Winded and Wondering Why?
Millions suffer from exercise-induced asthma and don't know they have it
SUNDAY, Dec. 2, 2001 (HealthDayNews) -- If you find yourself getting winded while playing sports, don't automatically blame it on a lack of conditioning. You may be one of millions of Americans who suffer from undiagnosed asthma that is triggered by exercise.
The condition, known as exercise-induced bronchospasm (EIB), is a temporary narrowing of the airways that occurs during or after physical activity. It can include such symptoms as wheezing, coughing, shortness of breath, chest tightness, fatigue or decreased athletic performance.
Most of the estimated 18 million Americans who have chronic asthma are at risk for EIB if their asthma is not well-controlled, says Dr. Gilbert D'Alonzo, director of the Airways Disease Center at Temple University Health Sciences Center in Philadelphia.
But, he adds, millions of other people may suffer EIB even though they have no signs of asthma when they aren't exercising.
"So when you add these two groups together, you're probably talking about 30 million people in the United States who are at risk for exercise-induced asthma or bronchospasm," D'Alonzo says.
It can be a challenge diagnosing EIB in people who don't have chronic asthma because they seem normal when they visit their doctor, D'Alonzo says.
One way to check is to have your doctor give you a small device called a peak-flow meter, which measures how fast you can exhale air in one breath. It's used before and after exercise to check for reduced air flow.

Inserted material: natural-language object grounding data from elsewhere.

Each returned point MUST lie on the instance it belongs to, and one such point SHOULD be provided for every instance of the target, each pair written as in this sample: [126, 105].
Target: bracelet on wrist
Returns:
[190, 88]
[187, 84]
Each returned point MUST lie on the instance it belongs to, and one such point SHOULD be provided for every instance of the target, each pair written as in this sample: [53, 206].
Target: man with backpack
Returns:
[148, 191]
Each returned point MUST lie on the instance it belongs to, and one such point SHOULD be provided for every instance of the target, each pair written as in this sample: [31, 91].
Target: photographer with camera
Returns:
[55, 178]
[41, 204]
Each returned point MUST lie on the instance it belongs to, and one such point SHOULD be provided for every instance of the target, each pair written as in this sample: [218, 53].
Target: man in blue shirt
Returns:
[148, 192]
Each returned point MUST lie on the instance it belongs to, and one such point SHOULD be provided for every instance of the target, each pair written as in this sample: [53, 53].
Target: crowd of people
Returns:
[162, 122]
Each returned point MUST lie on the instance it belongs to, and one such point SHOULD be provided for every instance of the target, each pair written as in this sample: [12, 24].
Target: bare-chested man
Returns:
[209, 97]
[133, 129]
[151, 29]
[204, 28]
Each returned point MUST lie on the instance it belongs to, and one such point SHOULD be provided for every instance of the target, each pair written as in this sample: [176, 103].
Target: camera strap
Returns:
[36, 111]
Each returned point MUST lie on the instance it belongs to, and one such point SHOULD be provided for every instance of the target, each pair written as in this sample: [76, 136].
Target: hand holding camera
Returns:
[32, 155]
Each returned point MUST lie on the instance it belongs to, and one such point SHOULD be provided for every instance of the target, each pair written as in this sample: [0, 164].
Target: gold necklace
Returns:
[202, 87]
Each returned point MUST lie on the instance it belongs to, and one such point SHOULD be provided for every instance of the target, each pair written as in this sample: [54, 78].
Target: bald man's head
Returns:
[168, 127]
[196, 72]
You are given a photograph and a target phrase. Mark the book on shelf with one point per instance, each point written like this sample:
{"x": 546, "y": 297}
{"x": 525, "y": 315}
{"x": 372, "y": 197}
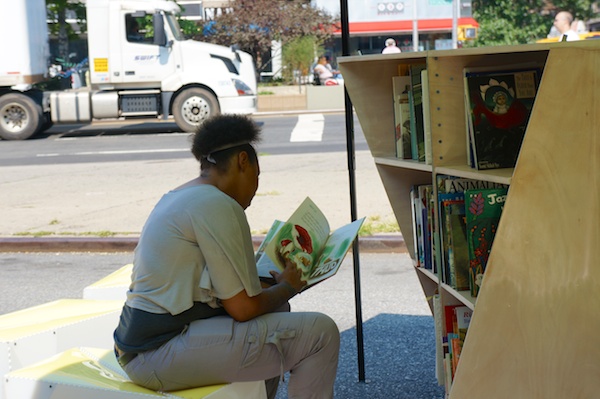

People with allergies seem more predisposed to EIB and they need to watch for telltale symptoms, says Dr. William S. Silvers, of the Allergy, Asthma and Immunology Clinic of Colorado.
"If they don't have the endurance they think they should have, if they're having coughing and chest tightness, they may well have exercise-induced asthma" and should consult their doctor, Silvers says.
Exercise-induced asthma can be fatal; since 1995, there have been 75 deaths in the United States, according to a Temple University Hospital registry that tracks the condition.
Most of those deaths involved people with severe, chronic asthma that was undertreated, D'Alonzo says.
He and Silvers stress that asthma shouldn't prevent anyone from playing sports.
"Athletes shouldn't let their asthma control them; they should control their asthma and do whatever sport they want to do," as long as their condition is diagnosed and treated, D'Alonzo says.
Ways to avoid or minimize exercise-induced asthma include taking medication before exercise, doing a thorough warm-up and cool-down, and wearing a scarf over your mouth and nose if you're exercising in cold air. You might also choose an activity less likely to trigger EIB, such as swimming.
And try to avoid EIB triggers, which include cold air, heavy air pollution, and high pollen counts.
Public education about the condition is essential, both doctors say.
"We've had countless situations where the athlete has almost wanted to give up the sport and then, once we figure out what's actually going on, we get them to feel so much better that they're very happy with their athletic prowess," D'Alonzo says.
To prove the point that asthma shouldn't be a barrier to activity, 15 years ago Silvers started an annual ski day for children with asthma.
"The focus is to know that despite having asthma, you should be able to do everything that anybody else can do as long as you understand your symptoms and understand your treatment," he says.